Chers lecteurs, chères lectrices, permettez-nous, par cette brève appendice, de ne pas bêtement éluder les dernières perles de cette année révolue. Accordez-nous un court instant pour reprendre notre souffle avant de nous jeter, toutes canines dehors, sur cette nouvelle année. Permettez-nous ainsi de vous parler d’une sortie passée inaperçue, tue à la faveur de la clameur des tops et autres charts, noyée sous les flots vermillon et parasités de la fin d’année.
Sorti sur le label Slovaque Proto-Sites, A-Sites se présente sous la forme d’un split album, format peu en vogue à l’heure actuelle mais qui se révèle pourtant tout à fait pertinent lorsqu’il permet, comme c’est le cas ici, de faire se côtoyer deux univers complémentaires dans un jeu de synergies sonores et asymétries axiales des plus appréciables. Cet exercice exige cependant que l’on apporte un soin minutieux au choix des artistes et styles. Dans la configuration présente, viennent se tutoyer l’Ambient cosmique de l’artiste slovaque Casi Cada Minuto et l’Expé House hexagonale du hongrois Imre Kiss.
Le premier est un compositeur de musique expérimentale et auteur de l’excellent In White Rooms, série de dripping en apesanteur sortie en 2012 sur Exitab. Le second est un de ces trésors bien gardés, un de ces artisans de l’ombre, talents taciturnes dont les productions n’ont besoin d’aucun discours pour convaincre. Qu’elles soient agrémentées de murmures réarticulés, d’échos sylvestres ou d’empâtements longilignes, les productions d’Imre Kiss laissent rarement indifférent, à l’instar de l’étourdissant Midnight Wave sorti sur Farbwechsel – label dont on vous avait parlé ici notamment – ou encore du très complet Raw Energy sur Lobster Theremin. Permettez donc que nous nous penchions de plus près sur cet alléchant diptyque.
Le premier volet de l’album est constitué de trois tracks Ambient / Drone spatiales adroitement nuancées. Celles-ci sont globalement marquées par l’usage de synthétiseurs old school et de sonorités Kosmische nostalgiques – cf. les transmissions satellitaires de Intonarumori. Parmi ces trois productions de qualité, notons en particulier la beauté singulière d’In Vain, lente trainée Drone, météore éblouissant, naissance et mort d’un éclat lacrymal sur le seuil de la Troposphère.

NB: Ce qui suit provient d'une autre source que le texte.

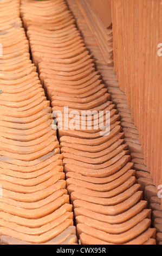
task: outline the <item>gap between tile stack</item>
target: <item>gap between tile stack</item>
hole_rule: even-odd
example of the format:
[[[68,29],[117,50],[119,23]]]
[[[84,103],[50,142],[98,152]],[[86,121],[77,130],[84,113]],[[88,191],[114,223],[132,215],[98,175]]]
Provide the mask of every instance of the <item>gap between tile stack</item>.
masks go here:
[[[68,106],[79,112],[76,120],[84,109],[111,112],[111,132],[105,136],[100,129],[61,130],[57,118],[79,239],[83,244],[155,244],[151,210],[124,144],[120,116],[66,2],[22,0],[21,12],[53,111],[63,113]]]

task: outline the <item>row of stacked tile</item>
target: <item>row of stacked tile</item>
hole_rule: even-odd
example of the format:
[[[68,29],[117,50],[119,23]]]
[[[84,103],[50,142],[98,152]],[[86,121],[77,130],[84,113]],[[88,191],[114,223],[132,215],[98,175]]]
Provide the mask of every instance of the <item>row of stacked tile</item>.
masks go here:
[[[137,184],[119,115],[66,2],[22,0],[21,10],[33,61],[57,113],[67,190],[80,242],[154,244],[151,211]],[[101,136],[101,128],[88,130],[89,118],[85,126],[72,130],[66,117],[62,129],[65,106],[69,114],[75,111],[75,116],[68,117],[75,124],[80,123],[83,110],[105,111],[104,120],[109,111],[109,133]],[[98,117],[93,117],[93,124]]]
[[[77,239],[62,156],[20,3],[0,2],[0,243],[72,244]]]

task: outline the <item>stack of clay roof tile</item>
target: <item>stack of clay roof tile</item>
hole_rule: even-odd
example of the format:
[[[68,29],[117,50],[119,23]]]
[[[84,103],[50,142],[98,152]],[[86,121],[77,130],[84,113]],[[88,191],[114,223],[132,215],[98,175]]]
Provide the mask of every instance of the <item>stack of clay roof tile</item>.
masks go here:
[[[124,144],[119,116],[65,1],[22,0],[21,4],[33,60],[53,111],[63,113],[68,106],[69,112],[79,113],[76,120],[81,120],[82,110],[110,111],[106,136],[101,136],[100,129],[87,130],[88,120],[86,130],[72,130],[61,129],[59,114],[56,119],[81,243],[155,243],[151,212]],[[96,119],[93,117],[93,124]]]
[[[51,111],[20,18],[0,2],[0,243],[76,242]]]

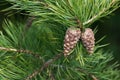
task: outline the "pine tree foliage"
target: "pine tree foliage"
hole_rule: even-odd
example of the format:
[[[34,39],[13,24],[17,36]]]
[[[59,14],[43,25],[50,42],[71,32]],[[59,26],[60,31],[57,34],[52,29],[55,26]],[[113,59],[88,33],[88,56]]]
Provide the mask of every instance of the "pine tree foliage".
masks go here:
[[[83,27],[112,13],[119,0],[6,0],[2,11],[25,10],[31,23],[5,19],[0,31],[1,80],[119,80],[120,71],[111,51],[96,42],[92,55],[79,42],[68,57],[63,56],[67,27]],[[31,24],[31,25],[28,25]],[[96,30],[94,31],[94,33]]]

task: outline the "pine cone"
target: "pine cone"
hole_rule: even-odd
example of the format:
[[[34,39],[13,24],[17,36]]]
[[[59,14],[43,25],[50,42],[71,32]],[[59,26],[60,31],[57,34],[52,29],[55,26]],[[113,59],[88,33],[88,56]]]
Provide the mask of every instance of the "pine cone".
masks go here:
[[[89,53],[93,53],[95,46],[95,38],[92,29],[86,28],[85,32],[82,33],[81,39],[87,51]]]
[[[81,31],[79,28],[68,28],[64,39],[64,56],[69,55],[72,49],[76,46],[79,41]]]

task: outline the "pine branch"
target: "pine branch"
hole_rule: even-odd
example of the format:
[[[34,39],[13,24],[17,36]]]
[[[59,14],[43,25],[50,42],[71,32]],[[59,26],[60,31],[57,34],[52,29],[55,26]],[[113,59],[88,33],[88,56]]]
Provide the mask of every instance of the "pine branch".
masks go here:
[[[59,59],[62,55],[63,55],[63,53],[59,53],[56,56],[54,56],[52,59],[49,59],[48,61],[46,61],[42,65],[42,67],[40,67],[38,70],[34,71],[25,80],[31,80],[33,77],[35,77],[36,75],[38,75],[39,73],[41,73],[45,68],[47,68],[51,63],[53,63],[54,61],[56,61],[57,59]]]
[[[80,71],[81,73],[84,73],[88,76],[90,76],[93,80],[99,80],[94,74],[90,73],[89,71],[85,70],[85,69],[82,69],[80,67],[78,68],[71,68],[71,67],[68,67],[68,66],[63,66],[63,65],[51,65],[52,67],[61,67],[61,68],[68,68],[68,69],[71,69],[71,70],[76,70],[76,71]]]
[[[40,55],[38,55],[37,53],[34,53],[34,52],[30,51],[30,50],[22,50],[22,49],[6,48],[6,47],[0,47],[0,50],[1,51],[20,52],[20,53],[31,54],[36,58],[42,59]]]

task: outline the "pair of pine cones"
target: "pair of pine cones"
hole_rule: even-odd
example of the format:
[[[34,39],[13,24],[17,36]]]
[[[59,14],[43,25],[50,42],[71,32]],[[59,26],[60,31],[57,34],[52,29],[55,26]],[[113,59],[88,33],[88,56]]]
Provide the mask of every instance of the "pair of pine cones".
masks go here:
[[[95,38],[92,29],[86,28],[84,32],[81,32],[79,28],[68,28],[64,39],[64,56],[69,55],[80,39],[87,52],[93,53]]]

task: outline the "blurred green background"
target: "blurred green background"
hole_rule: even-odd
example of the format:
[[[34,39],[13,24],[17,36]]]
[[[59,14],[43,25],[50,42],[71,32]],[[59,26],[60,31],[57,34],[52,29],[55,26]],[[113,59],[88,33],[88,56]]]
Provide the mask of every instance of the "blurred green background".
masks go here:
[[[0,0],[0,10],[9,7],[10,4]],[[10,12],[0,12],[0,29],[2,30],[2,22],[4,18],[10,18],[11,20],[20,21],[21,19],[26,19],[27,16],[23,16],[19,12],[14,14],[16,11]],[[8,14],[6,14],[8,13]],[[9,14],[13,13],[12,16],[8,17]],[[114,11],[111,15],[101,18],[99,21],[96,21],[92,24],[92,27],[95,28],[98,26],[98,32],[96,34],[96,40],[100,39],[104,35],[106,38],[101,42],[101,44],[110,43],[109,46],[104,47],[105,50],[113,51],[115,57],[114,61],[120,63],[120,8]],[[120,69],[120,68],[119,68]]]

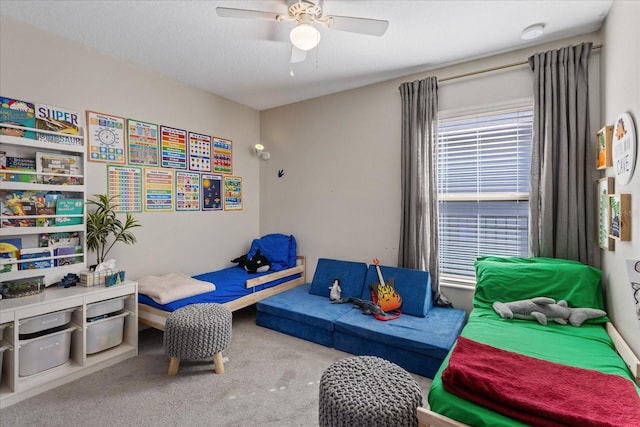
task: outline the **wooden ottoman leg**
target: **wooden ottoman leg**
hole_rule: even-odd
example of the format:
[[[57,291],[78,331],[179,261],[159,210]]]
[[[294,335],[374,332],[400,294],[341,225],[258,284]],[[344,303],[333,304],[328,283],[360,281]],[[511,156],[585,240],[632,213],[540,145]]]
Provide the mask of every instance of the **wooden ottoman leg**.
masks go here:
[[[178,373],[178,367],[180,366],[180,358],[171,356],[169,359],[169,376],[174,376]]]
[[[213,365],[216,374],[224,374],[224,362],[222,361],[222,352],[219,351],[213,355]]]

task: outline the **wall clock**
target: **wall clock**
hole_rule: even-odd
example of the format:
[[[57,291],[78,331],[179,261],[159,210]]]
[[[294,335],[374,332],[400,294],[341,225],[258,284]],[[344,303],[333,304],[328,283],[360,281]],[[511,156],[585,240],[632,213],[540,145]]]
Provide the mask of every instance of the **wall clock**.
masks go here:
[[[622,113],[613,125],[613,168],[618,183],[625,185],[631,181],[637,151],[633,119],[628,113]]]

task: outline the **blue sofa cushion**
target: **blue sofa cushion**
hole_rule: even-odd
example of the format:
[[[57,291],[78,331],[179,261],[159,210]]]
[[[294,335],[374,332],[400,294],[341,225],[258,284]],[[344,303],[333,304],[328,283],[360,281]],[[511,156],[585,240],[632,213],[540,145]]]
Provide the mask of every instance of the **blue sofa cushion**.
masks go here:
[[[431,309],[431,276],[427,271],[408,268],[380,266],[385,283],[393,278],[394,288],[402,298],[402,314],[424,317]],[[371,301],[371,283],[378,283],[378,273],[375,265],[367,270],[365,286],[360,298]],[[395,321],[394,321],[395,322]]]
[[[328,299],[333,279],[339,279],[343,298],[360,298],[366,274],[367,265],[363,262],[320,258],[313,274],[309,293]]]
[[[336,333],[359,337],[364,342],[383,343],[444,359],[460,334],[465,317],[466,313],[461,309],[434,307],[425,317],[403,314],[383,322],[360,311],[352,311],[338,318],[334,328]],[[366,354],[367,349],[362,351]]]
[[[310,284],[289,289],[259,301],[258,311],[263,311],[291,322],[302,322],[316,328],[333,331],[333,322],[349,311],[351,304],[331,304],[329,298],[309,293]]]

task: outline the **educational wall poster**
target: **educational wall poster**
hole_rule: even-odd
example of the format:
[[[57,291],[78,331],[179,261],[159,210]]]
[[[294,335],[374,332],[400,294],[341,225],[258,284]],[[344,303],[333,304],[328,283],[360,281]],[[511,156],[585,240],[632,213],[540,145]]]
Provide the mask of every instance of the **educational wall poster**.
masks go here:
[[[228,139],[213,137],[213,172],[233,173],[233,143]]]
[[[127,149],[130,165],[158,166],[158,125],[127,119]]]
[[[171,169],[187,168],[187,131],[160,126],[162,162],[160,166]]]
[[[636,317],[638,325],[640,325],[640,260],[627,260],[627,273],[629,274],[629,282],[631,283],[631,293],[636,308]]]
[[[224,210],[242,210],[242,178],[239,176],[224,177]]]
[[[202,174],[202,210],[222,210],[222,175]]]
[[[211,172],[211,137],[189,132],[189,169]]]
[[[116,196],[113,200],[116,212],[142,211],[142,170],[139,167],[107,165],[107,187],[109,197]]]
[[[126,163],[124,117],[87,111],[89,161]]]
[[[176,171],[176,211],[200,210],[200,174]]]
[[[173,211],[173,171],[144,168],[145,212]]]

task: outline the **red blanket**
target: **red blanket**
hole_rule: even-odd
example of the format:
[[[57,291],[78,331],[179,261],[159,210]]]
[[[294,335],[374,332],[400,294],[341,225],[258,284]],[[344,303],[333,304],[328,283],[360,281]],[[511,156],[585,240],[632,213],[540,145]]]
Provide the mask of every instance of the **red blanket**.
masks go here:
[[[442,384],[452,394],[531,425],[640,426],[640,397],[630,380],[462,336]]]

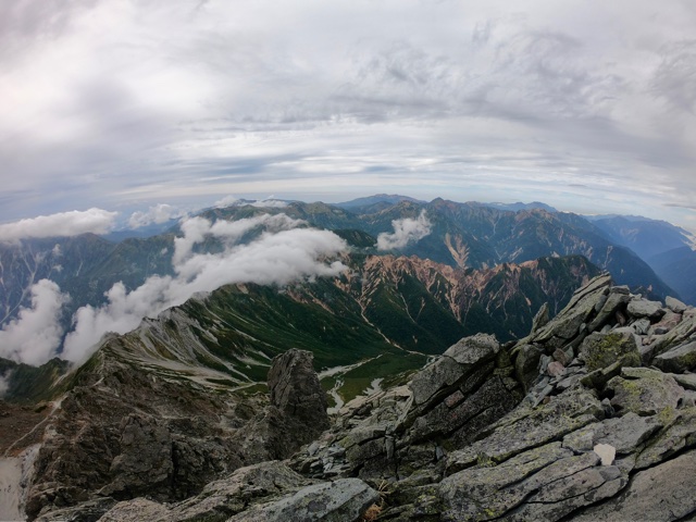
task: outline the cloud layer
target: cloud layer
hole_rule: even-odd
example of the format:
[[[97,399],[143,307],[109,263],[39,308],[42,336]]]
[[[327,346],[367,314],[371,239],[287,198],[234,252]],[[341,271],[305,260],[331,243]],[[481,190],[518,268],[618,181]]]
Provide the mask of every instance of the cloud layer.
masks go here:
[[[32,307],[20,310],[17,319],[0,331],[0,357],[33,365],[54,357],[63,335],[59,319],[66,300],[52,281],[36,283]]]
[[[406,247],[409,243],[423,239],[431,233],[432,223],[423,210],[418,219],[394,220],[391,226],[394,226],[393,234],[383,232],[377,236],[378,250],[399,249]]]
[[[0,221],[406,191],[696,225],[695,25],[686,1],[9,2]]]
[[[130,228],[141,228],[151,224],[166,223],[170,220],[184,216],[185,213],[182,210],[166,203],[158,203],[150,207],[147,211],[135,211],[128,219],[128,226]]]
[[[0,225],[0,241],[30,237],[76,236],[88,232],[105,234],[113,228],[116,215],[117,212],[108,212],[101,209],[39,215]]]
[[[327,231],[298,228],[302,224],[284,214],[214,224],[201,217],[185,221],[184,236],[175,240],[176,275],[149,277],[132,291],[117,283],[107,293],[104,306],[82,307],[75,313],[74,330],[65,338],[61,357],[80,361],[104,333],[128,332],[142,318],[156,316],[194,294],[209,293],[222,285],[249,282],[285,285],[343,272],[346,268],[339,261],[326,259],[345,250],[345,241]],[[256,239],[238,244],[244,235],[254,231],[260,234]],[[194,252],[194,247],[207,238],[221,240],[224,250],[215,254]]]

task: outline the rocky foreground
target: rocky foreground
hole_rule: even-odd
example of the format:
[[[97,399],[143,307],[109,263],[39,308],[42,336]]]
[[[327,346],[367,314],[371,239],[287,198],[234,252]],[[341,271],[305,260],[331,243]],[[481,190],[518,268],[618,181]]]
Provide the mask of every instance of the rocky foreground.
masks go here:
[[[464,338],[331,422],[308,352],[276,358],[268,401],[234,403],[190,387],[176,399],[111,364],[53,419],[30,518],[696,520],[696,310],[608,275],[555,319],[543,309],[526,338]],[[152,386],[166,408],[125,408]],[[87,389],[100,406],[80,402]]]

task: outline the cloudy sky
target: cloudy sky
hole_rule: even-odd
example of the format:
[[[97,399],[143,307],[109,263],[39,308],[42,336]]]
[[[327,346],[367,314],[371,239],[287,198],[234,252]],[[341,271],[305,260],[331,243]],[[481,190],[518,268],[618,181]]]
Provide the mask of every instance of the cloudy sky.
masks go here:
[[[696,229],[693,0],[13,0],[0,60],[0,223],[386,191]]]

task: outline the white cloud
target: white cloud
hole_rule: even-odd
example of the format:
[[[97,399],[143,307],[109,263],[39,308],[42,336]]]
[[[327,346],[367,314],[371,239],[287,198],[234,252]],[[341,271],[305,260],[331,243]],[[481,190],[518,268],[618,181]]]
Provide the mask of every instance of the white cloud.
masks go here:
[[[229,195],[229,196],[225,196],[224,198],[215,201],[213,203],[213,206],[216,209],[224,209],[226,207],[232,207],[233,204],[235,204],[237,201],[239,201],[239,198],[237,198],[236,196]]]
[[[49,279],[32,287],[32,307],[0,331],[0,357],[26,364],[42,364],[55,356],[63,330],[59,319],[67,296]]]
[[[161,224],[170,220],[182,217],[186,212],[166,203],[159,203],[154,207],[150,207],[147,212],[140,210],[134,212],[128,219],[128,225],[130,228],[140,228],[142,226],[151,224]]]
[[[101,209],[39,215],[0,225],[0,241],[29,237],[76,236],[89,232],[105,234],[113,228],[116,215],[117,212],[108,212]]]
[[[391,226],[394,226],[394,234],[383,232],[377,236],[378,250],[403,248],[409,243],[423,239],[431,233],[432,224],[423,210],[417,220],[412,220],[410,217],[394,220],[391,222]]]
[[[82,307],[75,313],[75,327],[65,338],[62,357],[80,361],[104,333],[128,332],[144,316],[156,316],[196,293],[209,293],[231,283],[285,285],[301,278],[334,276],[346,270],[339,261],[327,261],[344,251],[346,243],[332,232],[298,228],[302,223],[284,214],[214,224],[202,217],[186,220],[182,224],[184,237],[175,243],[176,275],[152,276],[129,293],[117,283],[107,293],[107,304]],[[258,227],[264,229],[258,238],[237,244],[245,233]],[[194,246],[207,237],[220,239],[224,250],[195,253]]]

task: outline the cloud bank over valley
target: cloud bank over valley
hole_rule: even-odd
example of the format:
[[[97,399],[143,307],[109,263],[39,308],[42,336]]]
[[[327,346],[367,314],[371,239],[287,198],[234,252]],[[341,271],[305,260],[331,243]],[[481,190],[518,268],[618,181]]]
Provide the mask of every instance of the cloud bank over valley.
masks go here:
[[[210,293],[232,283],[286,285],[294,281],[334,276],[346,270],[336,258],[346,243],[328,231],[304,226],[285,214],[211,223],[202,217],[182,223],[183,236],[175,239],[174,276],[153,275],[128,291],[116,283],[101,307],[85,306],[73,316],[61,358],[82,361],[107,332],[126,333],[142,318],[156,316],[198,293]],[[254,233],[249,243],[243,236]],[[196,245],[219,240],[219,253],[197,253]],[[32,288],[32,307],[0,331],[0,357],[40,364],[58,353],[64,332],[60,326],[62,306],[69,298],[55,283],[42,279]]]

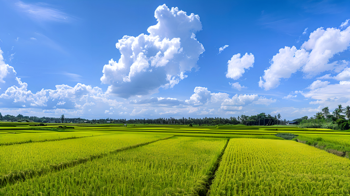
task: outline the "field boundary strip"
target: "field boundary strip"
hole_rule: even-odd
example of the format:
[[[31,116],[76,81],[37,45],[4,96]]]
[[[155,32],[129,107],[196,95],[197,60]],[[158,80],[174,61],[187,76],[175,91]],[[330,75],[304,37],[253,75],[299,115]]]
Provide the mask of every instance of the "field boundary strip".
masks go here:
[[[96,136],[100,136],[100,135],[96,135]],[[60,140],[70,140],[72,139],[80,139],[80,138],[84,138],[85,137],[93,137],[93,135],[89,135],[88,136],[81,136],[81,137],[65,137],[63,138],[57,138],[57,139],[46,139],[46,140],[27,140],[27,141],[24,141],[23,142],[9,142],[7,143],[0,143],[0,147],[2,146],[11,146],[11,145],[15,145],[16,144],[28,144],[28,143],[37,143],[37,142],[54,142],[55,141],[60,141]]]
[[[0,187],[3,187],[8,184],[16,183],[18,181],[24,181],[36,176],[40,176],[50,172],[53,172],[55,171],[65,169],[69,167],[84,163],[88,161],[92,161],[94,159],[103,158],[111,154],[114,154],[130,149],[145,146],[158,141],[166,140],[174,136],[174,135],[172,135],[170,137],[158,139],[158,140],[150,142],[122,147],[116,149],[115,150],[110,151],[109,152],[104,152],[95,155],[90,155],[87,157],[79,158],[77,159],[62,162],[58,164],[50,164],[48,166],[44,167],[43,168],[37,170],[27,169],[19,171],[14,171],[8,174],[5,174],[0,176]]]
[[[212,166],[211,166],[208,174],[207,174],[206,176],[203,176],[201,179],[197,182],[196,184],[193,188],[192,195],[199,196],[207,196],[208,193],[209,192],[212,181],[215,178],[215,173],[219,168],[220,163],[221,163],[222,157],[226,150],[226,148],[228,145],[229,140],[230,139],[228,139],[226,140],[226,143],[224,147],[222,150],[221,150],[220,153],[219,154],[216,161]]]

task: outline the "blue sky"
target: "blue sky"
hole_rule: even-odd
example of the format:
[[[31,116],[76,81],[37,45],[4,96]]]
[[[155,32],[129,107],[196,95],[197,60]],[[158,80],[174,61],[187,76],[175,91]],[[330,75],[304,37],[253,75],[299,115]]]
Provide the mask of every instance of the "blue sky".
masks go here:
[[[350,2],[304,1],[0,0],[0,112],[292,120],[350,105]]]

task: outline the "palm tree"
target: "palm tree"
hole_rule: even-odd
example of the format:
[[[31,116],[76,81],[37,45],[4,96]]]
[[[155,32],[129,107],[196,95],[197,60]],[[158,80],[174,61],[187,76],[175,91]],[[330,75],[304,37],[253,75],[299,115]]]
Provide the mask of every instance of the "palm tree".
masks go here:
[[[350,106],[348,106],[345,108],[345,115],[348,120],[350,120]]]
[[[338,105],[338,110],[339,110],[339,114],[343,113],[344,109],[341,105]]]
[[[339,115],[340,114],[339,109],[338,108],[336,108],[335,110],[334,110],[334,111],[333,111],[332,114],[334,116],[334,117],[335,117],[336,118],[338,118],[338,116],[339,116]]]
[[[270,124],[270,121],[271,121],[271,119],[272,116],[271,116],[271,115],[267,114],[267,118],[269,119],[269,122],[267,123],[267,126],[268,126]]]

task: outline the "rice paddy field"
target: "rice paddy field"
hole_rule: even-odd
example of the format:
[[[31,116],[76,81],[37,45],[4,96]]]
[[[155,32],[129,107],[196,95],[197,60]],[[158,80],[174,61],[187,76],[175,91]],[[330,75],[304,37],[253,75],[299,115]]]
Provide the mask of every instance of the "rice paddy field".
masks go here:
[[[267,126],[0,125],[0,196],[350,195],[348,157],[275,135],[293,133],[298,140],[349,147],[350,132]]]

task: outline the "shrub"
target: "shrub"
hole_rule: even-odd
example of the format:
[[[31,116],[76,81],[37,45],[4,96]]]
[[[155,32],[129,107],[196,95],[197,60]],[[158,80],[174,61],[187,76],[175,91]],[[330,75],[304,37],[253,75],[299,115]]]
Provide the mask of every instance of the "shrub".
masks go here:
[[[340,118],[337,120],[336,122],[338,125],[339,125],[339,127],[341,127],[343,123],[347,122],[348,122],[348,121],[345,120],[345,119]]]
[[[296,135],[293,133],[280,133],[275,134],[275,136],[281,137],[284,139],[290,140],[294,139],[295,138],[298,136],[298,135]]]
[[[350,123],[349,122],[343,123],[340,126],[341,130],[348,130],[350,129]]]

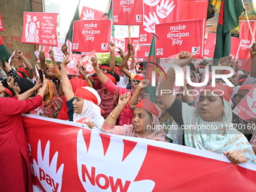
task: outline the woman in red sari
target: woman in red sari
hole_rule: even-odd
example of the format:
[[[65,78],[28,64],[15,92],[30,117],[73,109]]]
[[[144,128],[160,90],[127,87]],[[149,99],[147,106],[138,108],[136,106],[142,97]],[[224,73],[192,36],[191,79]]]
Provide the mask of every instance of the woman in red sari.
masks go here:
[[[48,81],[38,95],[26,100],[0,98],[0,191],[32,191],[28,144],[22,114],[39,107]],[[4,91],[0,83],[0,94]]]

Le second volet laisse place à la fougue de jeune hongrois, à son talent d’expérimentateur sur House. Imre Kiss affine ici son empreinte, pieds et mains plongés dans un cambouis tenace, les yeux enfumés, rivés sur la voute – cf. Untitled (XLB). 3 tracks, autant de halos et signaux lumineux nimbés d’une brume épaisse, Imre Kiss se plait à brouiller ses esquisses, à les envelopper d’un écrin de textures lo-fi et le fait avec classe. Une fois de plus, le budapestois se saisit de notre oreille, scalpel en main experte, pour y ciseler d’imparables développements mélodiques. En témoigne l’insondable cavalcade Urizen – en duo avec son compatriote et autre surdoué S Olbricht –, plongée contrainte vers le cœur de l’abime entre tachycardie et noirceur océane, nous nous laissons sombrer, entrainés par un leste dont nous ne pouvons nous défaire. Leçon de style.
L’habileté de ce split EP réside bien évidemment dans la beauté troublante des productions proposées mais aussi dans le contraste des tracks mises en parallèle; ce même contraste qui s’atténuera au fil des écoutes pour, in fine, laisser place à une vaste fresque, narration mouvante, ponctuée de péripéties, récit partitionné et pourtant unique dans lequel ne saurait subsister l’ennui. Une sortie qui offre par la même occasion un bel aperçu de la richesse de l’underground oriental et de l’éclosion de talents particulièrement prometteurs en Europe de l’Est.
PS : L’album s’est vu offrir un somptueux pressage sur vinyle rouge transparent. Avis aux amateurs et collectionneurs, ne trainez pas, l’objet est déjà presque sold out.